One of the more important factors with SEO is to ensure the search engine crawlers can access your web pages. If they cannot access your web pages, then you will most likely have a hard time ranking in the search results.
Google said that it uses many signals for determining if it should stop crawling your website, outside of the obvious one like the disavow, robots.txt and nofollow tags.

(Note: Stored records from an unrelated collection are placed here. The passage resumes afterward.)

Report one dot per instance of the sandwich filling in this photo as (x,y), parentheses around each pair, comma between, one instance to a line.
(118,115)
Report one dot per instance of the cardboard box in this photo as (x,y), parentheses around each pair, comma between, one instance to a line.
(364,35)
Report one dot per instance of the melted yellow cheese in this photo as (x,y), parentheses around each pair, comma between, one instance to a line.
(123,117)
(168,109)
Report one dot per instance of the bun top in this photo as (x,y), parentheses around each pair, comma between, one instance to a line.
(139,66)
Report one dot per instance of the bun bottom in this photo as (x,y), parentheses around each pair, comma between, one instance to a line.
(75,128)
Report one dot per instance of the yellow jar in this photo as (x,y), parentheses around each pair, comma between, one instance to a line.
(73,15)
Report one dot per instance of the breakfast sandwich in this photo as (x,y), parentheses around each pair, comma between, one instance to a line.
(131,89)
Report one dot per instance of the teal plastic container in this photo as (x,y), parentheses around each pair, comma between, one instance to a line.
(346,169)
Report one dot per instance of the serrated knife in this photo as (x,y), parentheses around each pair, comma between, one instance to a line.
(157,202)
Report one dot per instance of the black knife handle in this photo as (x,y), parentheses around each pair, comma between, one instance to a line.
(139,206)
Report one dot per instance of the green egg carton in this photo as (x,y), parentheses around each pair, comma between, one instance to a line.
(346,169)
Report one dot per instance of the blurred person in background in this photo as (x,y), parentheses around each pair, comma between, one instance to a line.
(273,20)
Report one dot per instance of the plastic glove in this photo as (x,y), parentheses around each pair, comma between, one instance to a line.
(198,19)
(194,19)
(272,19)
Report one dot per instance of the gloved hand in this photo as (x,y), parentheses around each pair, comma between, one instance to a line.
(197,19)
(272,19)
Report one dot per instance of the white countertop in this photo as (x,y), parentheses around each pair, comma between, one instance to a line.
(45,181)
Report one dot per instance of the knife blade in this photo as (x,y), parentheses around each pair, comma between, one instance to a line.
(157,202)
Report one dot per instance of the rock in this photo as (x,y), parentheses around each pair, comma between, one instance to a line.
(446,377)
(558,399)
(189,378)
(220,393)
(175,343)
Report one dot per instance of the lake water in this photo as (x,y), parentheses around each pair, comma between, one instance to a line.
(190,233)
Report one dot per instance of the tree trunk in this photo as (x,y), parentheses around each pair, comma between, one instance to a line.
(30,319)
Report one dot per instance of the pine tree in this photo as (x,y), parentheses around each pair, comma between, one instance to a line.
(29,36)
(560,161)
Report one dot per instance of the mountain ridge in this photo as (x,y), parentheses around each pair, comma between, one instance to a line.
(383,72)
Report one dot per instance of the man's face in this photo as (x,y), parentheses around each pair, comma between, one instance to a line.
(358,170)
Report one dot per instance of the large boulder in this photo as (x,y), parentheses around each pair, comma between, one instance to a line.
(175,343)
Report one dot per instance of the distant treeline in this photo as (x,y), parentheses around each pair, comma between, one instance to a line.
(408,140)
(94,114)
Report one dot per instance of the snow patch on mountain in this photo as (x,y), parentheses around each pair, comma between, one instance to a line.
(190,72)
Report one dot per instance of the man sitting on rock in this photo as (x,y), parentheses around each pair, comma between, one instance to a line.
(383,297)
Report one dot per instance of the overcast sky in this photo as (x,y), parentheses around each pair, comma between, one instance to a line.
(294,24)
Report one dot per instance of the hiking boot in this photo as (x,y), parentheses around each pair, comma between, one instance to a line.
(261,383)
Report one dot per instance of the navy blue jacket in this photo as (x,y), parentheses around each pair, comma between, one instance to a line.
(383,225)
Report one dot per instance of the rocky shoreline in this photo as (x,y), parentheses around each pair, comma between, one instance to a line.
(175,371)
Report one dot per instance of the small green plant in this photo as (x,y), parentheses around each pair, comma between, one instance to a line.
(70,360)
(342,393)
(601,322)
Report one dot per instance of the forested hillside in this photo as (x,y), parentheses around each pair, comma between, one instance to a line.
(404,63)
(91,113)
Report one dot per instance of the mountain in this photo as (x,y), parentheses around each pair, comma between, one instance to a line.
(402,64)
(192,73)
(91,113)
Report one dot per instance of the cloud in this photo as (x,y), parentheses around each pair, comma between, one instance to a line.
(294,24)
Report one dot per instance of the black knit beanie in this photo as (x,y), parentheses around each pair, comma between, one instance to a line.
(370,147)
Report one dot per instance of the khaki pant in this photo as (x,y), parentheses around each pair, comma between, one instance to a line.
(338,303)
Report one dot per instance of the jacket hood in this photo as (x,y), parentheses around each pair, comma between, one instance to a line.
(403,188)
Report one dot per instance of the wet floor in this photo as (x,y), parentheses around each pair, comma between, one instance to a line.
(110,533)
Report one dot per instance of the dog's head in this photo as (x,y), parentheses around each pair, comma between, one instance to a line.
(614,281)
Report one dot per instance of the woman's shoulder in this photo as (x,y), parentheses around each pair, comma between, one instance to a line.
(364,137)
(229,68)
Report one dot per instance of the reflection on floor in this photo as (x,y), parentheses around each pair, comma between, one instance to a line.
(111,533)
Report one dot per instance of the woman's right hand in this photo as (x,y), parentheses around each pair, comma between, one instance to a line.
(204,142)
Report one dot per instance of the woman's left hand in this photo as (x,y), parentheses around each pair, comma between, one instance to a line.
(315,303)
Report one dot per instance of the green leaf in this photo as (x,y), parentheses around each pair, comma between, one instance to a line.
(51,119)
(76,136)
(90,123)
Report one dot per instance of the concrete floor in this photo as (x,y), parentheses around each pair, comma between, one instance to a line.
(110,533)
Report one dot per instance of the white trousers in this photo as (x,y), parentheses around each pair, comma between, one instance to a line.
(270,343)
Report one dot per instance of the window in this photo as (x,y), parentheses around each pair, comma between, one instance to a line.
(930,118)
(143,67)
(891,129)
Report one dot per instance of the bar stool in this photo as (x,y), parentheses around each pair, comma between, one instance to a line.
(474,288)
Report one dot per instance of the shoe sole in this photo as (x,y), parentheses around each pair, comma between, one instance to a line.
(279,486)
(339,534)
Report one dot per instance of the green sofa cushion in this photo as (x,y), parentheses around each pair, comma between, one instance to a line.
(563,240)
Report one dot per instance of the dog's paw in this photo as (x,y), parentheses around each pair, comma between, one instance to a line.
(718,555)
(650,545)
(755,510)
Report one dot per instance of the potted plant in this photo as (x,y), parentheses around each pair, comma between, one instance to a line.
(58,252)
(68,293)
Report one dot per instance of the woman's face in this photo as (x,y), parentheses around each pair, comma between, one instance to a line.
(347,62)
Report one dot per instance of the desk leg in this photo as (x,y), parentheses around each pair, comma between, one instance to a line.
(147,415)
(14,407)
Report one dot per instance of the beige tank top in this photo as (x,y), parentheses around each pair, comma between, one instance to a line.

Gary from Google said the following two signals are important crawl signals for Google:
Google will look at how much time it takes for them to connect to the server and web page. If that connect time is getting longer and longer, Google will back off and slow or stop crawling your web pages. Google doesn’t want to end up taking down your server, so it uses connect time as a crawling factor.
HTTP Status Codes
Google will also stop or slow their crawling when it gets server status codes in the 5xx range. The 5xx Server Error status codes often mean there are issues with the server responding. You can find a whole list of them on Wikipedia.
Google says when it sees these codes, it backs off, as to not cause more issues for your server.
In both cases, GoogleBot will come back later, but it backs off when it sees these two signals are causing issues as to not cause more issues for your users when it tries to access your website.